A Potenza il libro di don Marcello Cozzi

Mercoledì 15 aprile nel Polo Bibliotecario la presentazione del volume “Non interferite – Il sangue dei preti sull’altare delle mafie”, che indaga il complesso rapporto tra Chiesa e organizzazioni criminali. Dialogherà con l’autore Camillo Falvo, Procuratore della Repubblica del capoluogo.

Mercoledì 15 aprile, alle ore 17:30, il Polo Bibliotecario di Potenza ospiterà la presentazione del libro “Non interferite – Il sangue dei preti sull’altare delle mafie” di Don Marcello Cozzi, un’opera coraggiosa che indaga il complesso rapporto tra Chiesa e organizzazioni criminali — Cosa Nostra, Camorra, ‘ndrangheta — offrendo uno sguardo che unisce denuncia e memoria.

L’incontro si aprirà con i saluti di Luigi Catalani, direttore della Biblioteca Nazionale di Potenza, e sarà moderato da Mimmo Nardozza. Dialogherà con l’autore Camillo Falvo, Procuratore della Repubblica di Potenza, che parteciperà per la prima volta a un evento pubblico nella città di Potenza dalla sua nomina a febbraio 2026.

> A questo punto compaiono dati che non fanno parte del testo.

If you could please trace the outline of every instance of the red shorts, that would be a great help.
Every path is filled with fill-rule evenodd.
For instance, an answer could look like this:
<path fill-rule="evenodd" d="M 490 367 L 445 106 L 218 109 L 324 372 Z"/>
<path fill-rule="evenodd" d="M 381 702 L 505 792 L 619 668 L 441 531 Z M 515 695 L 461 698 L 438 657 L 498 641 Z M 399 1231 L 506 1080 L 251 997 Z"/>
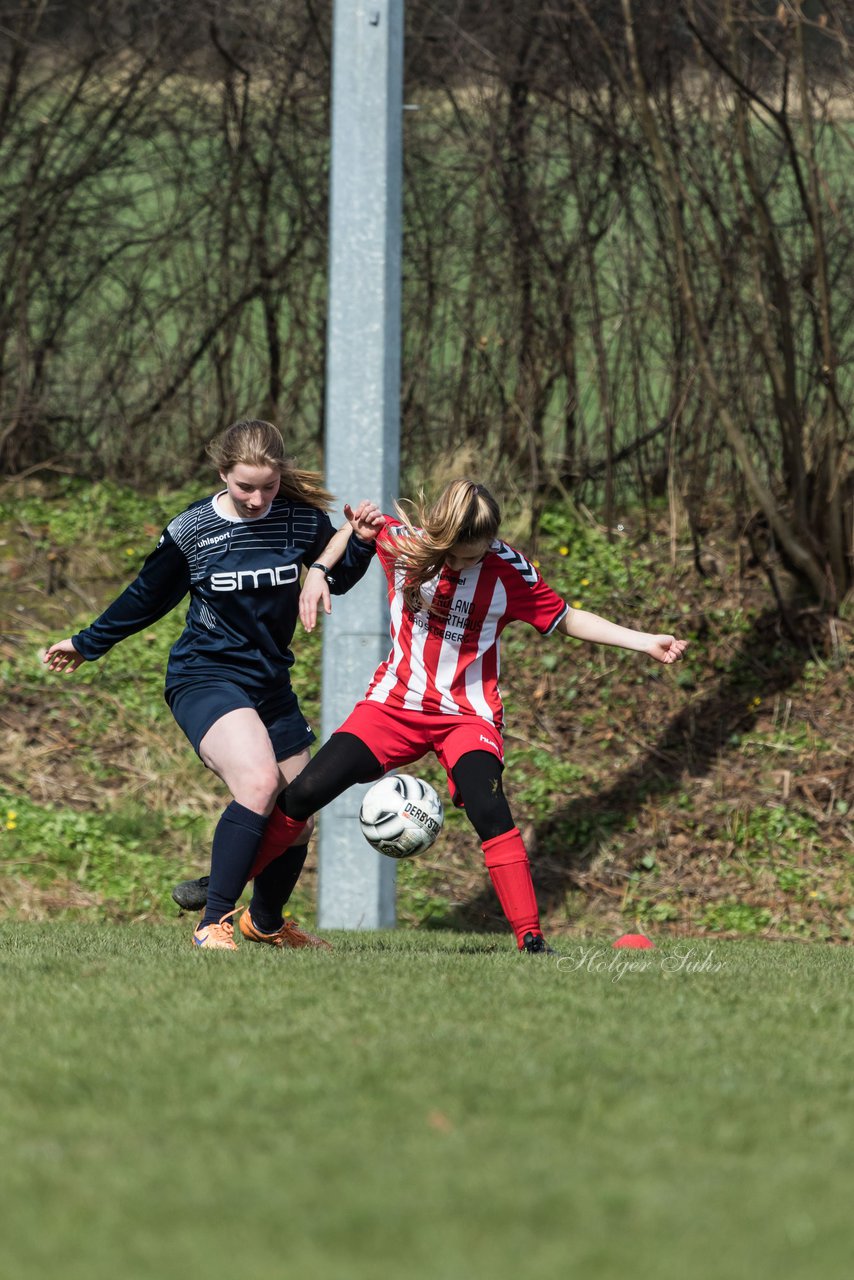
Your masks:
<path fill-rule="evenodd" d="M 492 751 L 504 763 L 501 733 L 480 716 L 447 716 L 443 712 L 407 712 L 387 703 L 362 699 L 356 703 L 337 733 L 353 733 L 370 748 L 383 772 L 412 764 L 428 751 L 435 751 L 448 774 L 451 799 L 455 786 L 451 771 L 469 751 Z"/>

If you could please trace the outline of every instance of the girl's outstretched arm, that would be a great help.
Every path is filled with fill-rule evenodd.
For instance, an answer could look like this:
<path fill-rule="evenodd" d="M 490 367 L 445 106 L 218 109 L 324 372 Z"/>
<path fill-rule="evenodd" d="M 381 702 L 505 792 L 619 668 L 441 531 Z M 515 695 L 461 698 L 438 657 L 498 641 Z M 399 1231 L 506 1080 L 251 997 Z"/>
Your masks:
<path fill-rule="evenodd" d="M 568 607 L 556 630 L 575 640 L 588 640 L 590 644 L 611 644 L 620 649 L 634 649 L 636 653 L 645 653 L 656 662 L 663 663 L 679 662 L 688 648 L 688 640 L 677 640 L 676 636 L 667 634 L 654 635 L 649 631 L 635 631 L 634 627 L 622 627 L 618 622 L 600 618 L 598 613 Z"/>
<path fill-rule="evenodd" d="M 355 509 L 346 502 L 344 516 L 347 524 L 335 530 L 316 561 L 326 570 L 330 570 L 342 558 L 351 534 L 356 534 L 364 543 L 371 543 L 384 524 L 379 507 L 367 499 L 360 502 Z M 324 613 L 332 613 L 332 596 L 324 571 L 310 568 L 300 593 L 300 621 L 306 631 L 314 631 L 318 622 L 318 608 L 323 608 Z"/>

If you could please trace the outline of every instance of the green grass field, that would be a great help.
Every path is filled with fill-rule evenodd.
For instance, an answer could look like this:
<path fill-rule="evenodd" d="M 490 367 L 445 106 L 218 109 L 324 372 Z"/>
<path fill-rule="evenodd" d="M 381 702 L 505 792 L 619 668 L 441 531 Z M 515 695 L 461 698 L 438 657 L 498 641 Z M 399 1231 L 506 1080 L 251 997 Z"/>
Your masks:
<path fill-rule="evenodd" d="M 848 948 L 335 942 L 0 925 L 6 1275 L 850 1274 Z"/>

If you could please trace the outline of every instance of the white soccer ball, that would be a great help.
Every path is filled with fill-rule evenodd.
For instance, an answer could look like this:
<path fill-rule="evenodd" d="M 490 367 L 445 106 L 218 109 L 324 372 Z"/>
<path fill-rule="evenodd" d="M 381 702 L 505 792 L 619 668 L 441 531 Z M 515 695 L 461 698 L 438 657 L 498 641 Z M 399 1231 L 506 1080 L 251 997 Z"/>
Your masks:
<path fill-rule="evenodd" d="M 429 782 L 388 773 L 362 800 L 359 824 L 369 845 L 387 858 L 423 854 L 442 831 L 444 808 Z"/>

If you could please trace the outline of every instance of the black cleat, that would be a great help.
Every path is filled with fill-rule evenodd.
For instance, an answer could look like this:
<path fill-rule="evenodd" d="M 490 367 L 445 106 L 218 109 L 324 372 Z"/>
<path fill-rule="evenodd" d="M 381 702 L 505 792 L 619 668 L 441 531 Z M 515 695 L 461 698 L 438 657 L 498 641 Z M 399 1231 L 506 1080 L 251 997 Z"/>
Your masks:
<path fill-rule="evenodd" d="M 557 951 L 549 947 L 542 933 L 526 933 L 522 938 L 520 951 L 529 956 L 556 956 Z"/>
<path fill-rule="evenodd" d="M 182 881 L 172 891 L 173 901 L 182 911 L 204 911 L 207 905 L 207 886 L 210 876 L 202 876 L 197 881 Z"/>

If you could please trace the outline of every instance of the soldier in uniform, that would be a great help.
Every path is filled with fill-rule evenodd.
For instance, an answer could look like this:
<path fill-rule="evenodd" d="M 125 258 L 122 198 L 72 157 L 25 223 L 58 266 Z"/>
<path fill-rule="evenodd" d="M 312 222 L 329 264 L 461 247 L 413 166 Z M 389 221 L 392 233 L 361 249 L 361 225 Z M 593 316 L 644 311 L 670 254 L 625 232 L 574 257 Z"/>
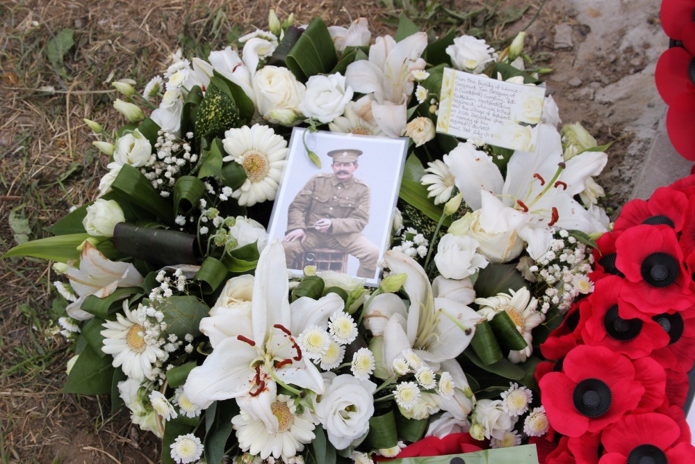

Falvo guiderà la Direzione Distrettuale Antimafia (DDA) lucana, portando con sé l’esperienza maturata come Procuratore della Repubblica di Vibo Valentia dal 2019 al 2026, dove si è distinto per l’azione di contrasto alle cosche locali, coordinandosi strettamente con la DDA di Catanzaro guidata da Nicola Gratteri. Durante la sua permanenza a Vibo, ha seguito fasi importanti del maxiprocesso “Rinascita Scott”, concentrandosi sul territorio vibonese, profondamente segnato dalla pervasività della ‘ndrangheta. Sempre attento alla diffusione della cultura della legalità, Falvo ha incontrato studenti e associazioni L’opera racconta il sacrificio dei “preti di strada”: parroci di periferia ed educatori, uccisi per essersi opposti ai clan nei territori più vulnerabili.

Attraverso le loro storie, il libro mette in luce il prezzo del coraggio e della fedeltà ai valori morali e spirituali, mostrando come la fede possa diventare strumento di giustizia e resistenza civile.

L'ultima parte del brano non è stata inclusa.